El interés que Heidegger mostró sobre poesía y arte —reducido éste a las obras de arte visual y arquitectónico— parecieran justificar esta recurrente invocación. Sin embargo, penetrar más en el asunto nos mostraría la triste y árida realidad —una que seguramente no les gustaría mucho a nuestros amigos—: Heidegger no hace estética. Nada hay en él que nos autorice a deducir categorías ni valores de juicio, horizontes de interpretación, cánones, aparatos críticos, normas o productos similares, anexos, conexos y derivados. El horizonte en el que sitúa su pregunta sobre la esencia de la poesía y la obra de arte visual, es anterior a la tematización a la que la conciencia estética las somete por consigna y tradición. Arte y poesía son desentrañados desde un territorio que tiene preeminencia sobre cualquier otro: la pregunta directiva que interroga por el sentido del ser, la explanación del fenómeno del tiempo y la hermenéutica existenciaria del Dasein. Resumiendo: desde el originario horizonte que, abandonado por la tradición, busca reinaugurar la ontología fundamental. Desde la dirección que imponen estos cuestionamientos es que poesía y arte interesan a Heidegger y sólo desde esa dirección.

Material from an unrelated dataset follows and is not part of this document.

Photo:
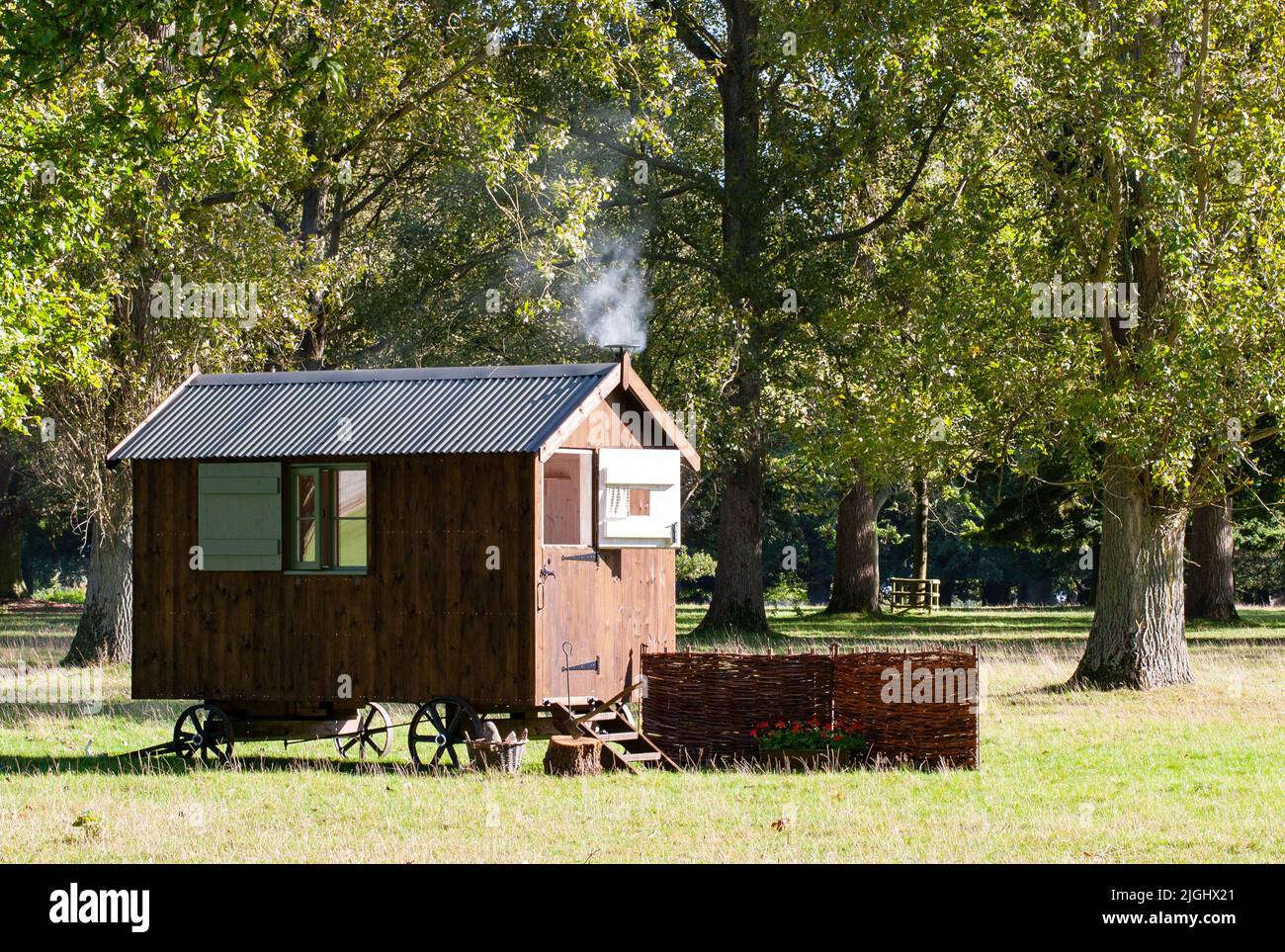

Inútil sería buscar otro enfoque o pretender deducir principios para dirimir dudas y disputas sobre la calidad artística o poética de una obra x o y. Eso alcanza, obviamente, a su valoración monetaria y mercantil. Así que, marchantes, ¡absténganse!

 

A Heidegger no le interesa el “valor estético” del poema o de la obra; éstos últimos sólo son destacables si cumplen con la peculiar y fundamental misión a la que son llamados por su propia esencia:

 

a)      hacer patente el conflicto que subyace a la distinción entre ser y ente; que subyace a la verdad misma en tanto aletheia: encubrimiento-develación del ser en el ente.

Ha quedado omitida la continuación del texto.